All these mumblings about Russians fiddling with American democracy  had me searching for my winter hat. It's a beret  with  two red and gold enamel  badges - one of Vladimir Lenin and the other of the Soviet hammer and sickle. They were given to me by a  Russian naval officer in France. He had sailed into Cannes on a battleship - the first Russian ship to sail into a French port since Lenin and the Russian Revolution. It was the time of Peristroika. Everyone welcomed the sailors, who were spotty, pale, malnourished and looked twelve. When they came on land they had no money, so the prostitutes gave them free fucks (all the nice girls love a sailor), and shopkeepers gave them food and souvenirs in exchange for their badges and hats. 
 The officer  was the son of an astronaut whose father had been shot as a traitor by the Bolsheviks. He invited me up onto the bridge. As it was the latest addition to the Russian fleet, I was expecting something hi-tech, instead it was kitted out in bakelite and formica like a retro Fifties kitchen. We have something to learn from the Soviet era - if it ain't broke, don't fix it. 
With a nip of the Cold War in the air, I happily cycled around in  my beret. While shopping  locally, an elderly man stopped me and  asked, "Where did you get those badges from? Russia?" 
I recounted my story and he told me he had been a fully paid up member of the Communist Party for most of his life and that Lenin had been his hero as a boy. "You don't see many Lenins these days," he said. 
I told him how my father  had flirted with communism on and off throughout his life, and had joined  the Communist Party of Great Britain, shortly after the Depression because it was spearheading the fightback against fascism. The old man eyed me with approval, as if I was a member by proxy, and  invited me for coffee. We had an interesting discussion. Revelations of Stalin's pogroms were testing times and he missed the heady days of working class militancy in the early 1970s. He didn't like all that cosying up to Mao-Tse-Tung and had hung on through the quashing of the Czech and Hungarian uprisings and latter-day dissensions. Being in a  long term relationship with the Communist Party, I thought,  was like being blindly in love with an abusive boyfriend.

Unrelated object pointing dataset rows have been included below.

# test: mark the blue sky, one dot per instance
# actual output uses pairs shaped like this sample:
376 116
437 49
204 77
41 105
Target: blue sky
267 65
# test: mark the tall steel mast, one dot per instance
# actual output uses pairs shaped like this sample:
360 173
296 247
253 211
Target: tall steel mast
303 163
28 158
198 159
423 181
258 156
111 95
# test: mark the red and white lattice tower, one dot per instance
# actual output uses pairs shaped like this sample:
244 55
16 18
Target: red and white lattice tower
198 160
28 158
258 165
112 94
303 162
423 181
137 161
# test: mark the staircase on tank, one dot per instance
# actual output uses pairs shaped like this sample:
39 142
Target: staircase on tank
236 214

I recalled how my father had stayed loyal to  the comrades  until the party  newspaper, the Daily Worker,   suppressed correspondent reports favourable to the Hungarian revolution in 1956. When the paper   was replaced by the Morning Star, my father settled back with Lenin and the newspaper was his bedtime read. How he reconciled reading it alongside such a reactionary rag as the Daily Express, I shall never know. My mother was nervous  of his dalliances with Marxism, and my brother and I were strictly instructed never to tell anyone. 
"We are in a Cold War," she huffed,  mindful of Helen and Leonard Kroger, who in 1961,  had been arrested only a few miles away in Ruislip, for spying for the Soviet Union. KGB spies, their suburban bungalow had been kitted out as a Soviet spy station.  For my mother, the Cold War was getting a bit too close to home. 

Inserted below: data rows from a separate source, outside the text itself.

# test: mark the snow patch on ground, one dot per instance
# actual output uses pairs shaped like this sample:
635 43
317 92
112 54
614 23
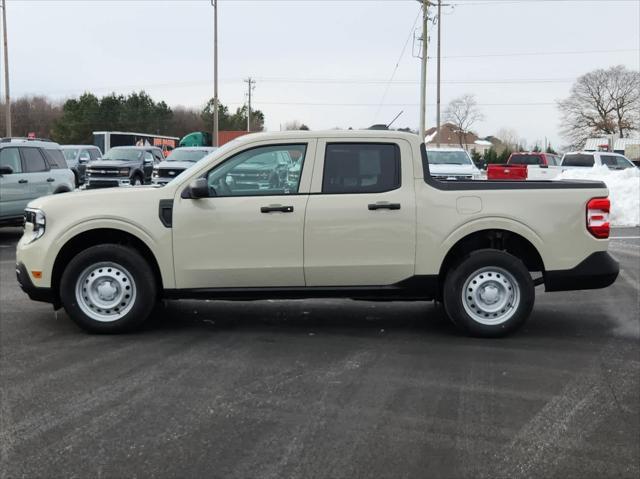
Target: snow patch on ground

"I dont mind Reds under the bed," she said,  "But I dont want one in it.
 My dad switched allegiance to the Labour Party before he died. He felt it could do more for  the British working class than communism.  The Morning Star sank in his firmament and the Daily Mirror rose. 
After coffee,  I popped into the local off-licence. "I love you," cried the man behind the counter, opening his arms to me. Surely he was mistaking me for someone else? 
 "Come here darling," he said dragging me over the counter to give me a bear hug.
 "My sister," he said with a huge grin.
 He was Turkish and thought that what his country needed was a good dose of the hammer and sickle to put it on the straight and narrow. In any case it was heading for a fate worse than death, he said. We put the world to rights and I cycled off.
Several days later I treated myself to a cute black dress. A young woman wrapped it with approval, glancing several times at the communist revolutionary on my head. 
"I used to wear a hat like that to school," she said. 
"With a badge of Lenin?" I half-joked. 
"Yes," she said. "I'm Latvian. My birth certificate says I was born in the USSR, which it was at the time."
She laughed when I asked if she had been a communist.
"We all were under the Russians." 
I asked her if she liked Lenin.
"He's been dead a  long time," was all she would say.   
Unlike my mother, she seemed to like Russia. "All the reports on the Ukraine here, are not what I see on my media. It's a lot of lies here. The Russians wouldn't do bad things. The Latvians are their people. " 
I could feel another Ukraine coming on. I don't suppose she was around in 1944 when the Red Army marched into Latvia and repressed all opposition to sovietisation and deported hundreds of Latvians. She asked if I had been to Russia. I shook my head as my dress disappeared into a bag. 
"You should go. It's very beautiful," she said. 
"I will" i said, "but I'm bringng Lenin."